Cream consists of milkfat and some milk solids.  The milkfat is a fat, not a protien.  None the less, cream contains cassein, a protien found in milk.  This can cause the cream to break if heated too much, or combined with an acidic ingredient.  But just as milk can be combined with acidic cheese, and heated and stirred to form a homogeneous sauce, without breaking, so to can the heavy cream.  Heating it won't cause it to sour.  But it can cause it to break if not done properly.  Just as in milk, the protiens found in cream will clump together (break).  Please see the link: Cooking Tips: Cream

As for your your dish developing an off taste, there are sugars in cream as well.  The sugars and protiens can and will stick to the bottom of the pan and scorch.  This will give you an off flavor.  Gently heating you dish will make it pleasantly hot to eat, without ruining the flavor. 

My recommendation, the microwave is your freind.  If you don't want to use a microwave, then heat over low heat, stirring frequently, or heat in a double boiler, as was suggested previously in this thread.

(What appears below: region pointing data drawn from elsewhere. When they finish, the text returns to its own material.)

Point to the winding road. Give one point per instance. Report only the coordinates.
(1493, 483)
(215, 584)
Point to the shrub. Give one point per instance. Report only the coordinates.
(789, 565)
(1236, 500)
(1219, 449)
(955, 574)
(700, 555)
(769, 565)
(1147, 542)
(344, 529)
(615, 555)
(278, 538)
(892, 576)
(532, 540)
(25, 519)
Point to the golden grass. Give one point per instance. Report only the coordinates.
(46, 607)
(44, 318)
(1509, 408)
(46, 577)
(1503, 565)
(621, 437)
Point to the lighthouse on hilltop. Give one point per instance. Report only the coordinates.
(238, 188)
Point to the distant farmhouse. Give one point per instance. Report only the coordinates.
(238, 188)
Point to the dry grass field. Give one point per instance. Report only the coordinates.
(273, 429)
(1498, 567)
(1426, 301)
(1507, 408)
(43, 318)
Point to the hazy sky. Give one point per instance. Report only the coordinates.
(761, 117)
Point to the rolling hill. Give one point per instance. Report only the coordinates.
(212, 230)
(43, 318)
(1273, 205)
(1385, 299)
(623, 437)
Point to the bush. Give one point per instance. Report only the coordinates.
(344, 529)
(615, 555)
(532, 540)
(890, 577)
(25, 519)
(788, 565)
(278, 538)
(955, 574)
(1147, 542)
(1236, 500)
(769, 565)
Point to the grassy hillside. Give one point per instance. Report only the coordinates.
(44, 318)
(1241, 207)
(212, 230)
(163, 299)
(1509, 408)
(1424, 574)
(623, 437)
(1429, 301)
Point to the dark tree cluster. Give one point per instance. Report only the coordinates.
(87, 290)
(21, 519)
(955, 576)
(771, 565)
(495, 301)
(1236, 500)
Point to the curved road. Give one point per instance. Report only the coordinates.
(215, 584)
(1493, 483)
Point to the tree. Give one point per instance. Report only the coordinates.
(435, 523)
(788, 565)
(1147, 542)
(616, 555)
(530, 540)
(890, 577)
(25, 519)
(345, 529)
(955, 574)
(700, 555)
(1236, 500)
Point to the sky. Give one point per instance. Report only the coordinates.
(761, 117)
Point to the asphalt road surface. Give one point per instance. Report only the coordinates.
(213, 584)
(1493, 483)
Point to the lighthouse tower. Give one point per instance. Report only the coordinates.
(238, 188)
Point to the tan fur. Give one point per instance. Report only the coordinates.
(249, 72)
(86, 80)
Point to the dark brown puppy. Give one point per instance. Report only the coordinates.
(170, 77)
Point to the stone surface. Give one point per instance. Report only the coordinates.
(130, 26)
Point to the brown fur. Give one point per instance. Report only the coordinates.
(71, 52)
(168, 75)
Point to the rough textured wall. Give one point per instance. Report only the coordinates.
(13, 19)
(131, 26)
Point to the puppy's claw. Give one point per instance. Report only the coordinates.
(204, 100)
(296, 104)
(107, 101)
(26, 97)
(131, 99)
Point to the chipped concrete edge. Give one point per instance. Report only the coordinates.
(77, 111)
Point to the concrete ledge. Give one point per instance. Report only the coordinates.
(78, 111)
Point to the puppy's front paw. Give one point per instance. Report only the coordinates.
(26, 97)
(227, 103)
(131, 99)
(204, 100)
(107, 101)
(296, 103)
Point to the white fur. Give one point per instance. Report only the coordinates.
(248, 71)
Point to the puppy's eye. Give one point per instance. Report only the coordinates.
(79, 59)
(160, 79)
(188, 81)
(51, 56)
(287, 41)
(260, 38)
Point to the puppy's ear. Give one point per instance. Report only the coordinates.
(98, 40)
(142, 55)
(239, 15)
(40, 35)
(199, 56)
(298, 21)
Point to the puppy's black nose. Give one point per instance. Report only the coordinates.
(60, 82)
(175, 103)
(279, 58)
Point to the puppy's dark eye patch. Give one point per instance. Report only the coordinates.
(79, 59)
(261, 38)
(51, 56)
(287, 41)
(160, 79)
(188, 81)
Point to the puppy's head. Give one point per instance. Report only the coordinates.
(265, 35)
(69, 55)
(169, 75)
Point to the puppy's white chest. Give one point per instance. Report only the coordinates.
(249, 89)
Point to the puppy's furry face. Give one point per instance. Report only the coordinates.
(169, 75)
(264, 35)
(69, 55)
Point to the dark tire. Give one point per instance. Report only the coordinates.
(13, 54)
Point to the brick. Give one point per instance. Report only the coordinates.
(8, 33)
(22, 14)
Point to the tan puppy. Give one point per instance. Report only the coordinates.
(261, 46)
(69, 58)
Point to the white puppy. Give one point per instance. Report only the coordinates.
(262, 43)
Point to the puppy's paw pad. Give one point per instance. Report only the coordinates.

Also remember that herbs and spices will continue to give out their flavors as time continues.  The flavors also become better dispersed within the dish.  This could also be a factor in the final flavor of you dish.

Hope these ideas help.

Seeeeeya; Goodweed of the North


----------



## zfranca (Sep 26, 2010)

For cream based sauces it is best to use a heavy bottom saucepan to avoid scorching, (this will cause an off flavor) and after it comes to boil, simmer it just enough until you achieve the consistency you want otherwise your cream will disappear very fast.


----------